While the score of MLP did improve, it still performed worse than the boosting regressor did in the previous run when it had more data.

It is likely that MLP did overfit earlier but it did not perform too well in this case either. As such, we will be using Boosting Regressor from this point onwards, tweaking the hyperparameters and hopefully getting a decent score with the test set.

In [31]:
# Back to the 1st and 2nd test set.
def try_with(dataset, data_x, data_y):
    x_train, _, y_train, _ = train_test_split(data_x, data_y, random_state=1234567)
    scaler = StandardScaler()
    x_train_scaled = scaler.fit_transform(x_train)
    y_scaler = StandardScaler()
    y_train_scaled = y_scaler.fit_transform(y_train)
    y_train_arr = y_train_scaled.ravel()
    parameter_space = {
        "loss": ["squared_error", "absolute_error"],
        "learning_rate": [0.05, 0.1, 0.2],
        "max_iter": [50, 100, 200],
    }
    hgbr = HistGradientBoostingRegressor(random_state=0)
    grid_search = GridSearchCV(hgbr, parameter_space, cv=5)
    grid_search.fit(x_train_scaled, y_train_arr)
    print(f"=== {dataset} ===")
    print(f"Best parameters were {grid_search.best_params_}")
    print(f"Score: {grid_search.best_score_:.2f}")
    print()
    return grid_search

data_1_x = data_num.drop(columns="price")
data_1_y = data_num[["price"]]
data_2_x = data_in[data_in.columns[corr.abs() > 0.07]].drop(columns="price")
data_2_y = data_in[["price"]]
grid_1 = try_with("Initial numerical dataset", data_1_x, data_1_y)
grid_2 = try_with("Trimmed text dataset", data_2_x, data_2_y)

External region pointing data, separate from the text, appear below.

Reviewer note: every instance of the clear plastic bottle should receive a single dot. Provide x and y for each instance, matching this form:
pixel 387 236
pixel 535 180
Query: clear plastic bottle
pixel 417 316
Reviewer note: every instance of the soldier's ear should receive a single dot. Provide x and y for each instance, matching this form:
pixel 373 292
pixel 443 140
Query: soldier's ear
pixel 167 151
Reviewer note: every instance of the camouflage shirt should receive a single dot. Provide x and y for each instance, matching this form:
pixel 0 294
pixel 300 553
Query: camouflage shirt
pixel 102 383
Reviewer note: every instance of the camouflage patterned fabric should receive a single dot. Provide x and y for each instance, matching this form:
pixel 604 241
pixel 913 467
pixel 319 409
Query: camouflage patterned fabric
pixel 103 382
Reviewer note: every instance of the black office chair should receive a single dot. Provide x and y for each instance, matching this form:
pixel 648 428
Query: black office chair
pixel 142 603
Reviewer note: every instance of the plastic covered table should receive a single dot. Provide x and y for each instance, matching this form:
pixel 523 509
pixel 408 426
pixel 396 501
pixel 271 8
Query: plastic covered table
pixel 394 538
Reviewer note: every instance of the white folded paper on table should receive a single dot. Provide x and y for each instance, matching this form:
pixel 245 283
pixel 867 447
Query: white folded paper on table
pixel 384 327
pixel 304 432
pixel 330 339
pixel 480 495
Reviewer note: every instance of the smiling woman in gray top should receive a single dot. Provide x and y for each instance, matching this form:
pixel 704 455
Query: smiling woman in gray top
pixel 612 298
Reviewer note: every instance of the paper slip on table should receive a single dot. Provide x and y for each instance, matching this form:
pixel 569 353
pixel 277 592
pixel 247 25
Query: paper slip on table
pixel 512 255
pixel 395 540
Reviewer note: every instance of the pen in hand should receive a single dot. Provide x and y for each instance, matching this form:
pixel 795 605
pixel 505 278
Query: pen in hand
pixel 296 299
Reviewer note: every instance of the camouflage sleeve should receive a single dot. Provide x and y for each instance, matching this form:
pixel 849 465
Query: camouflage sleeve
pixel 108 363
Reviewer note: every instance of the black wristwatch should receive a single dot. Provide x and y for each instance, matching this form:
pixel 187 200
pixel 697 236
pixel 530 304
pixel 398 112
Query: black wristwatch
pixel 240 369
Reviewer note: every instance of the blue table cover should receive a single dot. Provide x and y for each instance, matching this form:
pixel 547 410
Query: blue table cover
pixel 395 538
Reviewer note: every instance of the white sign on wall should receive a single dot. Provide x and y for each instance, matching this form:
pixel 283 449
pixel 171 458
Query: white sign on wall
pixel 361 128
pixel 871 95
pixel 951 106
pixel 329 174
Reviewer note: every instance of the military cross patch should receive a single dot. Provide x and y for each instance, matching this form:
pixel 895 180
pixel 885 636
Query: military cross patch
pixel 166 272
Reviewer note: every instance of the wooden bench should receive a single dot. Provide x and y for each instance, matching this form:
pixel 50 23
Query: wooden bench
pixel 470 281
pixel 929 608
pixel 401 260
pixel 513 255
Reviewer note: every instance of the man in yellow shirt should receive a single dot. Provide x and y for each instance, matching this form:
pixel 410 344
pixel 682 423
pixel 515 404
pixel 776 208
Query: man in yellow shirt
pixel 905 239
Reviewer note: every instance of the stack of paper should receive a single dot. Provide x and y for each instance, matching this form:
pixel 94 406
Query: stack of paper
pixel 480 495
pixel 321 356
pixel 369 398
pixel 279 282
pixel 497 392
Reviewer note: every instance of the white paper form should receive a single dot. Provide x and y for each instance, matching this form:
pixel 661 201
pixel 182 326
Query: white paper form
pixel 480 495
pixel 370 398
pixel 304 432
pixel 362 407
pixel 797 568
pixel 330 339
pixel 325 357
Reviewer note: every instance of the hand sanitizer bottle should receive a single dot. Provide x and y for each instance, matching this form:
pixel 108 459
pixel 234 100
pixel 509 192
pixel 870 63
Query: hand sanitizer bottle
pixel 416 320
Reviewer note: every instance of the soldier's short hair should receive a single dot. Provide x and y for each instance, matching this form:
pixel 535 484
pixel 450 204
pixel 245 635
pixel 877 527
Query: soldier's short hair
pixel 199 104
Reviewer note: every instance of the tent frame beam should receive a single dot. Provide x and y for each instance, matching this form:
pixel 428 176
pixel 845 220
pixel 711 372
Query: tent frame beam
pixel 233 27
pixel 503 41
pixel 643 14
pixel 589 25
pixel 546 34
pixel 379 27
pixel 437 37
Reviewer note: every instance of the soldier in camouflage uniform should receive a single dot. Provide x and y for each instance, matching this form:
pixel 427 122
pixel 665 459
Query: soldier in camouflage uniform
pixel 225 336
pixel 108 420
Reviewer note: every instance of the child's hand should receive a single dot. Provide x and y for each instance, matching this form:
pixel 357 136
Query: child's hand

=== Initial numerical dataset ===
Best parameters were {'learning_rate': 0.05, 'loss': 'squared_error', 'max_iter': 200}
Score: 0.47

=== Trimmed text dataset ===
Best parameters were {'learning_rate': 0.05, 'loss': 'squared_error', 'max_iter': 100}
Score: 0.40



In the end, the best model (in the scope of this project) was in front of our eyes all along. It's the gradient boosting regressor with half the learning rate and double max iterations to compensate for the halved learning rate.

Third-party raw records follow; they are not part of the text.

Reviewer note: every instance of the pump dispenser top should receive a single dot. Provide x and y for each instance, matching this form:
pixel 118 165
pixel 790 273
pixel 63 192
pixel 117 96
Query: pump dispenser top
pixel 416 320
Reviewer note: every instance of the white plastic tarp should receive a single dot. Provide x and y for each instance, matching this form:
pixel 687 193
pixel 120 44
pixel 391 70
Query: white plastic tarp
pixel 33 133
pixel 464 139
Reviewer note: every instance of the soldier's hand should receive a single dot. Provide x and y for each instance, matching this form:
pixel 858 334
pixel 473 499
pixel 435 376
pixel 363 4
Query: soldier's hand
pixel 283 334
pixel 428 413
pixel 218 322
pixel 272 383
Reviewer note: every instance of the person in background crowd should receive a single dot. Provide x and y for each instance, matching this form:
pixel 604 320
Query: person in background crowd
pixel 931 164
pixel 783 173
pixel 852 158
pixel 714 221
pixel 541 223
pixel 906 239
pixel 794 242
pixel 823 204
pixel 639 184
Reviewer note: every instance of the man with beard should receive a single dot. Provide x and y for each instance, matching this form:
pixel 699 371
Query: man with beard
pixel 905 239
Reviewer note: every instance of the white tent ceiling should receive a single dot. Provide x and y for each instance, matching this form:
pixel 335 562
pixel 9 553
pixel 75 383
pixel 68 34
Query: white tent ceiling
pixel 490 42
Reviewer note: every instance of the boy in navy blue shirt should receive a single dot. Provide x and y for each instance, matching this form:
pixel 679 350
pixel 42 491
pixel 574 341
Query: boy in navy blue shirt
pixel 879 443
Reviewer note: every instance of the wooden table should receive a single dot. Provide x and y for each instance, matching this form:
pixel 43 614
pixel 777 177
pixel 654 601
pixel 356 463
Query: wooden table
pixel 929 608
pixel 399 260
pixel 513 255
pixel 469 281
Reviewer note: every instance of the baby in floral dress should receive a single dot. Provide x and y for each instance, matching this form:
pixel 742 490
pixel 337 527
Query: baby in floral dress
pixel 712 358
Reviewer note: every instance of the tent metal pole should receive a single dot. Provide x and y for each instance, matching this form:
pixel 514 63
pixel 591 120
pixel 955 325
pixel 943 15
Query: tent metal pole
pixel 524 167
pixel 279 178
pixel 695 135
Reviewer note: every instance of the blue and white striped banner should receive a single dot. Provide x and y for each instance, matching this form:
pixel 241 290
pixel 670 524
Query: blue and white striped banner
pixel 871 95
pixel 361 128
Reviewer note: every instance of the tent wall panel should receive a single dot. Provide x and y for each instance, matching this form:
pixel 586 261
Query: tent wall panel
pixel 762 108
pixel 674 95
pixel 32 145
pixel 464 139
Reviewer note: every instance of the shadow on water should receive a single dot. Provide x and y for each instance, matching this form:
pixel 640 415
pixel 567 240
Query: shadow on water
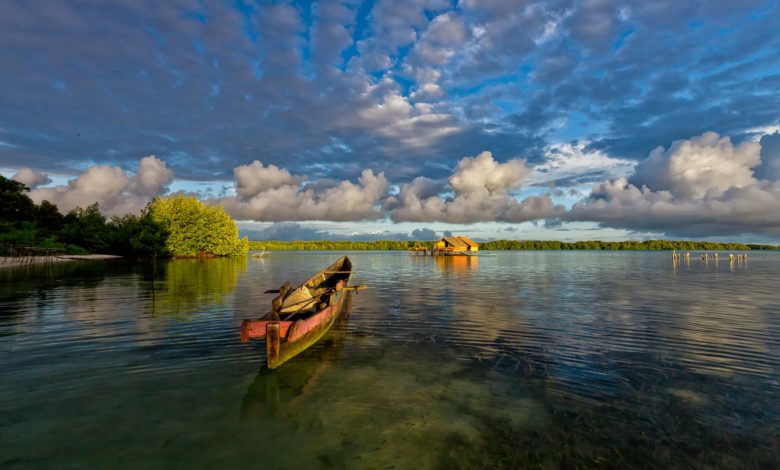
pixel 184 286
pixel 279 393
pixel 33 284
pixel 456 265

Let's try and run this against our test set which we have been avoiding up until now.

In [23]:
_, x_test, _, y_test = train_test_split(data_1_x, data_1_y, random_state=1234567)
scaler = StandardScaler()
x_test_scaled = scaler.fit_transform(x_test)
y_scaler = StandardScaler()
y_test_scaled = y_scaler.fit_transform(y_test)
y_test_arr = y_test_scaled.ravel()
print(f"And the final R^2 on the test data set is: {grid_1.score(x_test_scaled, y_test_arr):.2f}")

And the final R^2 on the test data set is: 0.46


---

## Conclusion

In the end, we went full circle back to the start with the gradient boosting regressor.

It is unfortunate but our current approach towards text processing did not correspond to the price but instead only caused noise and lowered the accuracy.

With `achievements`, `average_playtime`, `median_playtime`, `owners`, `age`, `positive_ratio`, `genre` and `categories`, we can guess in the ballpark of the price with a slightly below average accuracy as we ignored information on the graphics of the game which likely contributes significantly to the price of a game.